Mortgage Choice national sales director David Zammit (pictured above) said in a rising rate environment, it becomes increasingly important to have a mortgage broker advocating for borrowers ‘interests.
Mortgage Choice home loan submission data showed a slight increase in the proportion of borrowers choosing to refinance, from 38% in April, to 41% in May. The data didn’t account for the large number of customers able to get a better deal with their existing lender following negotiations by their broker as part of their annual home loan review, he said.
“Mortgage Choice loan submission data shows that demand for fixed rates fell again in April to the lowest level in over two years. The overwhelming majority of borrowers are opting for a variable rate loan and only 10% of loans had a fixed component,” Zammit said.
He urged borrowers and prospective buyers to speak to a broker to ensure they were getting the right home loan for their needs.
“Interest rates may be rising but there are still some great deals in the market and your broker can help you find them,” Zammit said.
As central banks around the world grapple to curb inflation, RateCity.com.au research director Sally Tindall (pictured above right), said she had expected the RBA to deliver a bigger hike than usual.
If lenders pass on the 50-basis point hike in full, for the average borrower owing $500,000 over 25 years , it would equate to a $133 monthly increase in the cost of repayments, Tindall said. With May and June hikes combined, their repayments would rise by $197.
With more hikes expected, Tindall said it would be important for brokers and their clients to take a big picture view, on the cost of repayments and act accordingly.
RateCity.com.au estimates show around 38% of borrowers are currently on a fixed rate, Tindall said. This was based on big four bank half-yearly results, which showed the percentage of loan books on fixed rates, and that the peak fixing period for borrowers was July to December 2021, she said.
The data indicates a large pool of borrowers won’t feel the pinch of rising rates until their mortgages roll off onto variable rates from mid-to-late 2023.
“There’s a lot of people still out there paying under 2% ... when they do come off, there will be big price correction,” Tindall said.
Read more: Is another cash rate rise on the cards?
Tindall suggested looking at options to refinance for some rate relief – or renegotiating with a current lender.

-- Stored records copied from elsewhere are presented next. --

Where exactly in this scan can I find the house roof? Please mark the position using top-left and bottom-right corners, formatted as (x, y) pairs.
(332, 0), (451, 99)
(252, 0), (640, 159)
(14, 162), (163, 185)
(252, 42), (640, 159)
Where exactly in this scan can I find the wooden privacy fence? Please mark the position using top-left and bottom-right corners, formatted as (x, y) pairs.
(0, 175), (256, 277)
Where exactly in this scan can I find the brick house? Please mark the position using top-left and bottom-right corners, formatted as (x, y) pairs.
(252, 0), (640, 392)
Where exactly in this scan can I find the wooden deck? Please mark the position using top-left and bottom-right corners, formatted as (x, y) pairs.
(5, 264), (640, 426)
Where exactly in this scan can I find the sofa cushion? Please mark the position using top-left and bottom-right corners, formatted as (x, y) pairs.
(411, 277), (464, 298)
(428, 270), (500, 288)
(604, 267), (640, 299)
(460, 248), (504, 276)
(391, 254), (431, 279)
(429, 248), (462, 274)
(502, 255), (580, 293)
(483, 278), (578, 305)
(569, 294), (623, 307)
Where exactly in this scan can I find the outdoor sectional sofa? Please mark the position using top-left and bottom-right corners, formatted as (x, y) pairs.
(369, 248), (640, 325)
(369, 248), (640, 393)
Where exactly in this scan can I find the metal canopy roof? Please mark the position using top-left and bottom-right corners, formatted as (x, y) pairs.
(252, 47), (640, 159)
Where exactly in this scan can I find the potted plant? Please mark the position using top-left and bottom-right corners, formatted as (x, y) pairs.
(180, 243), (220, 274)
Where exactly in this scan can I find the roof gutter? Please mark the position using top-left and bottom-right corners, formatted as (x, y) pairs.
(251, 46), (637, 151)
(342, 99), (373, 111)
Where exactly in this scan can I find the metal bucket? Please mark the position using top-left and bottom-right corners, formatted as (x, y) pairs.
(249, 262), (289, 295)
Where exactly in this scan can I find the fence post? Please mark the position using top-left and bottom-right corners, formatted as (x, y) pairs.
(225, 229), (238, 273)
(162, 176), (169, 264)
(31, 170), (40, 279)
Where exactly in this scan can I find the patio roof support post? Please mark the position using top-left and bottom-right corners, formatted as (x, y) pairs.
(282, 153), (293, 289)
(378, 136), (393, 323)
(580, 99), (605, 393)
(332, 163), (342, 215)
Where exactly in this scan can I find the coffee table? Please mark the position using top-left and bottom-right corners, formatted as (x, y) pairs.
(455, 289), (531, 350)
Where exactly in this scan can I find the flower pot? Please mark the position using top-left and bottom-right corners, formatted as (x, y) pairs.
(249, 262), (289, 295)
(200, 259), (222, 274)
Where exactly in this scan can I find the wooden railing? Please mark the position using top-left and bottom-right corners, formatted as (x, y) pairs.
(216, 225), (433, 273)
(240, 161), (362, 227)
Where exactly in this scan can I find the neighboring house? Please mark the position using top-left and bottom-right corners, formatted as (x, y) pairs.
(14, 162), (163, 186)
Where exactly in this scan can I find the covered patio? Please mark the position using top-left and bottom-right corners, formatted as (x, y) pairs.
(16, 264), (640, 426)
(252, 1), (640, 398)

“Banks are still falling over themselves to offer discounts to new business, particularly for ideal customers with a steady job and a good track record of paying down their debt,” she said.
RateCity.com.au data showed the lowest variable rate for owner-occupiers paying principal and interest (available for deposits of 40% or more), was 1.94%, available through Reduce Home Loans. The lowest two-year fixed was 3.19%, available through Orange Credit Union.
While the double-edged sword of rate rises was generally considered a benefit for savers, Tindall said while banks were quick to hike home loan rates in May, two in five left savings rates unchanged.
“While the average big four bank ongoing savings rate is 0.41%, the highest rate for all adults is 1.6% from Virgin Money, while young adults can get up to 3% from BOQ,” Tindall said.
Lenders are expected to pass on the cash rate increase swiftly to home loan customers, resulting in increases in variable rates over the coming days.